JOSEPH BIDEN, THE U.S. VICE PRESIDENT,

JOHN KERRY, THE U.S. SECRETARY OF STATE,

FEDERICA MOGHERINI, HIGH REPRESENTATIVE OF THE E.U. FOR

FOREIGN AFFAIRS AND SECURITY POLICY,

JOHANNES HAHN, E.U. COMMISSIONER FOR EUROPEAN NEIGHBOURHOOD POLICY & ENLARGEMENT NEGOTIATIONS,

THE EUROPEAN UNION FOREIGN AFFAIRS COUNCIL,                                                                              

THE U.S. SENATE COMMITTEE ON FOREIGN RELATIONS, AND

THE U.S. HOUSE OF REPRESENTATIVES FOREIGN AFFAIRS COMMITTEE

As former representatives of the United States government, authors, human rights activists, and academics who have closely followed the breakup of the former Yugoslavia and Serbia’s subsequent efforts to resolve the many war crimes committed during that period, we are deeply concerned by the slow pace of Serbia’s domestic war crimes prosecutions, including its failure to resolve the murders of Ylli, Agron, and Mehmet Bytyqi, three brothers who were executed and dumped on top of a mass grave seventeen years ago today.

Since the position’s inception in 2003, the Serbian war crimes prosecutor has indicted no senior Serbian military or police officials, no government officials, and no persons of any rank involved in the removal from Kosovo and reburial in Serbia of more than 900 Albanian bodies – a deliberate “cover-up operation”.[i]  Prosecutors filed only seven indictments in 2014, the majority of which were the result of complete investigatory files transferred from prosecutors in Bosnia and Herzegovina.[ii]  In 2015, they only issued two, neither of which was confirmed.[iii]  This is not a record to be proud of.

In the Bytyqi case, a Serbian President[iv] and the two most recent Prime Ministers[v] have repeatedly promised resolution since 2006, but have failed to take adequate steps to secure this result.  Instead, reports indicate that a primary suspect has intimidated witnesses and remains close to senior members of the current government.[vi]

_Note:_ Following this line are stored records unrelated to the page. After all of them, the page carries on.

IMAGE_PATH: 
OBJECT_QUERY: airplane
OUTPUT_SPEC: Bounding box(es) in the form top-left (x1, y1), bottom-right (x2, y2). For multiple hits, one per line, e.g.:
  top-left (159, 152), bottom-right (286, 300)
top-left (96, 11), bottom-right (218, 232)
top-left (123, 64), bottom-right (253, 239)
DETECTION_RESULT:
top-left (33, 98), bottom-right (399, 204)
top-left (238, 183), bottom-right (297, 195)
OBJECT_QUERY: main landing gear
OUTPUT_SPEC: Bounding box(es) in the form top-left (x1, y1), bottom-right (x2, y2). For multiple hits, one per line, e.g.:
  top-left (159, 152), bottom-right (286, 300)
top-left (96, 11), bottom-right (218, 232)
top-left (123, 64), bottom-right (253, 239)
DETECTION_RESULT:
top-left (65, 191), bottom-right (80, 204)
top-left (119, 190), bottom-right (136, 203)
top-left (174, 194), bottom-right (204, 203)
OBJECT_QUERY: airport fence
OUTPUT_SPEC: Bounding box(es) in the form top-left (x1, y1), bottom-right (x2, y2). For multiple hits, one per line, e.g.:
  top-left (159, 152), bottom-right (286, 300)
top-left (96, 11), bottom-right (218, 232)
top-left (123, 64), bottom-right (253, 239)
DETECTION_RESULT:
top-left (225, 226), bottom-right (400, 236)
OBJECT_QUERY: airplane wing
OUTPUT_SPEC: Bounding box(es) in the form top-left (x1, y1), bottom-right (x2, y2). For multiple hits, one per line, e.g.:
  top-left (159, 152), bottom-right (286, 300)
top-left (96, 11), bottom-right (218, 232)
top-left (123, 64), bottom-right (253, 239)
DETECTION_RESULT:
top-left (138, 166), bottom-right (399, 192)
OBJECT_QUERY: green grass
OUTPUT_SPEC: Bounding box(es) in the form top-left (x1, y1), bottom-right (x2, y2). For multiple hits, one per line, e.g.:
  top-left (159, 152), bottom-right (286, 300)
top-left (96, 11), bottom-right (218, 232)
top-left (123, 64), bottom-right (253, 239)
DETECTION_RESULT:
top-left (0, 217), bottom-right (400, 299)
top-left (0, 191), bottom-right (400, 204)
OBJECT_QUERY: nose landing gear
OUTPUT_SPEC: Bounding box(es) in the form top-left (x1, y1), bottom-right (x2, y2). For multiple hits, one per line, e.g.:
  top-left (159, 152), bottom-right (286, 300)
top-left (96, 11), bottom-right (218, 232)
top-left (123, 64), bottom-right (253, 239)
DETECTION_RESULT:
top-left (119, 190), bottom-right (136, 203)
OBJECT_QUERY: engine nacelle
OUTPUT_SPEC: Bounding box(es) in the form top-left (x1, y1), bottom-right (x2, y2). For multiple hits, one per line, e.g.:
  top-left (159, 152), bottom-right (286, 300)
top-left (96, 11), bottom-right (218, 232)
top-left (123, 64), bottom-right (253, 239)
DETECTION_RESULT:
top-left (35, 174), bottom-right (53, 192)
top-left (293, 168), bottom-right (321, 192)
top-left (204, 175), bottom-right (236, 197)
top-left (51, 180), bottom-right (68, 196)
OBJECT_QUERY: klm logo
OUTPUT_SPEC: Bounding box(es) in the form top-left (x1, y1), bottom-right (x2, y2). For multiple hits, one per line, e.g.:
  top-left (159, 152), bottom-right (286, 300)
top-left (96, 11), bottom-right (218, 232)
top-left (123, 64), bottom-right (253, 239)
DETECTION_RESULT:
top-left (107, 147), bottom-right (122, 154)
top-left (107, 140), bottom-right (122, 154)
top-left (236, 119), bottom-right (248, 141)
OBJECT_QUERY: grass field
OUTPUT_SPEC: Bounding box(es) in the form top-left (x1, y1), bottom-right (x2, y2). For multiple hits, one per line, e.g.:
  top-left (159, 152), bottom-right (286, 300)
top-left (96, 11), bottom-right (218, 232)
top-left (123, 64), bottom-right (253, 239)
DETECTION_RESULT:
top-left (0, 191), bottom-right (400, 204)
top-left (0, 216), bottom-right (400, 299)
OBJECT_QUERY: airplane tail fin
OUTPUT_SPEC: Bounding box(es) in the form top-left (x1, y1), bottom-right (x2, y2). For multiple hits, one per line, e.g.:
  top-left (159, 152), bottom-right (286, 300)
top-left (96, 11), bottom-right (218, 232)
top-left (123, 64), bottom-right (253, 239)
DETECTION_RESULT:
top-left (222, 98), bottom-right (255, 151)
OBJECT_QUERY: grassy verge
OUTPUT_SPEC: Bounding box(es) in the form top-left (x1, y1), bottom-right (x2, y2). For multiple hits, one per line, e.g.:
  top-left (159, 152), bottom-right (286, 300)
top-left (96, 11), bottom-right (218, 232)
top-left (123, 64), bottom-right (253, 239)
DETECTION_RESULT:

International and domestic NGOs, the Organization for Security and Cooperation in Europe, and the European Commission, have diagnosed numerous problems with Serbia’s war crimes record.  Uniformly, each cites a lack of political will and political interference as impeding accountability.[vii]

Similarly, witnesses will never come forward and cases will not be resolved when government Ministers host “welcome home” parties[viii] for returning convicts of the International Criminal Tribunal for the former Yugoslavia (ICTY) and suggest there be a political loyalty test when selecting the chief war crimes prosecutor.[ix]

Though the ICTY is winding down, the hard work for its countries of focus is nowhere near complete.  Across the Balkans, tens of thousands of victims and their families deserve closure.  Henceforth, only domestic prosecutions will have the ability to deliver them justice.

To date, Serbia’s record has been a dismal one that is ultimately unacceptable. Therefore, we urge you and the entities you represent to take constructive steps to ensure better commitment and effort by Serbia’s leaders and institutions to resolve war crimes cases, including the Bytyqi Brothers case.  This issue should be raised as part of your continuing dialogue with the Serbian government, parliament and civil society leaders.